L'analyse de l'association Monts 14

Au printemps 2001, B. Delanoë lance hâtivement le projet de tramway sur les Maréchaux sans laisser aux riverains la possibilité de choisir entre les options Maréchaux et Petite Ceinture.

Au plein coeur de l'été 2003, les services de la Ville procèdent à une opération commando sur le boulevard Jourdan, espérant que l'abattage de 250 arbres passerait inaperçue. Tôt le matin, ceux-ci sont tronçonnés, leurs souches déracinées et le trou bétonné en une seule et même opération. Las, les riverains scandalisés avertissent la presse et l'ABF, Architecte des bâtiments de France proteste car il aurait du être consulté en raison de la proximité des monuments classés de la Cité Universitaire.

Enfin, plus récemment, le président du Conseil Régional, qui veut faire voter le financement du projet sans discussion, s'attire le veto de l'UMP.

La mise en oeuvre du projet aura donc été marquée de bout en bout par la précipitation, le refus de débattre sur le choix entre les options Petite ceinture et Maréchaux et, du coup, un certain manque de cohérence par rapport à la politique globale de réduction de la place de la voiture.

Les habitants des quartiers sud du 14e avaient manifesté leur hostilité au projet lors des réunions publiques en mairie d'arrondissement. L'option Petite Ceinture leur paraissait plus adéquate.

De fait, elle est plus cohérente par rapport à la politique de réduction de la place de la voiture à Paris.

Le transport de surface est fondamentalement un transport de proximité, que l'on utilise un bus ou un tramway. La solution bâtarde qui a été retenue passe par la suppression de cinq arrêts. Placé dans les mêmes conditions, le bus pourrait aller aussi vite.

Au conseil d'arrondissement du 23 juin, Mme Bellenger, adjointe au Maire, soulignait que les rames du tramway avaient une plus grande capacité (300 places contre 75) : "Pour rendre le même service, il faudrait un bus toutes les 40 secondes !".

De fait, le bus a été victime du succès de sa mise en site propre.
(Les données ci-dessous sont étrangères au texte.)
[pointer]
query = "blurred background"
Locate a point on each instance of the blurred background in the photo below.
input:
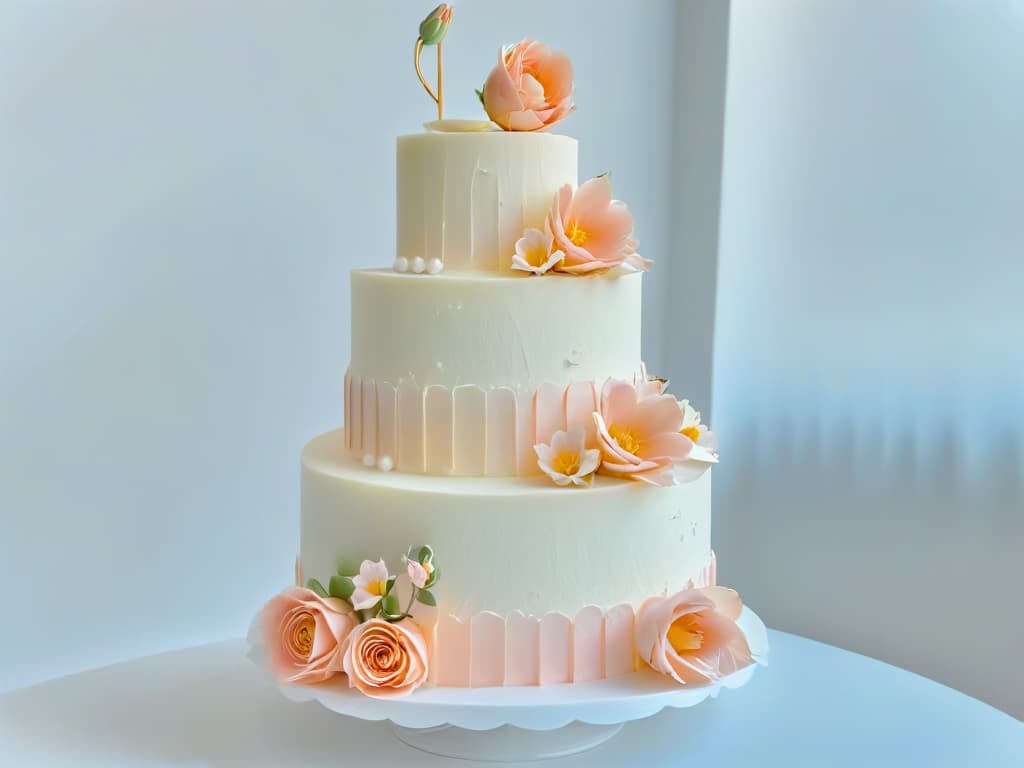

Désormais, beaucoup plus de personnes veulent l'emprunter, si bien que les passagers sont serrés comme des sardines aux heures de pointe. Et certains envisagent favorablement une nouvelle amélioration.

La solution optimale, du strict point de vue de l'amélioration des déplacements, aurait consisté à augmenter encore la vitesse des bus sur les maréchaux et à réactiver la petite ceinture. D'un côté, le transport de proximité aurait pu être amélioré avec des bus en site propre intégral, dotés d'une électronique à bord donnant la priorité aux feux. De l'autre, le transport de longue distance aurait été bien meilleur, avec une vitesse commerciale de 30 km/h au lieu de 20 km/h, sans risque d'embouteillage, les banlieusards amenés par la ligne du T2 continuant dans Paris avec un vrai RER et une bonne correspondance à Cité universitaire. 

Cette solution aurait été peu coûteuse. Rappelons que des travaux imprévus (déplacement des conduites d'eau, sondage du sous-sol) ont fortement renchéri le projet finalement retenu.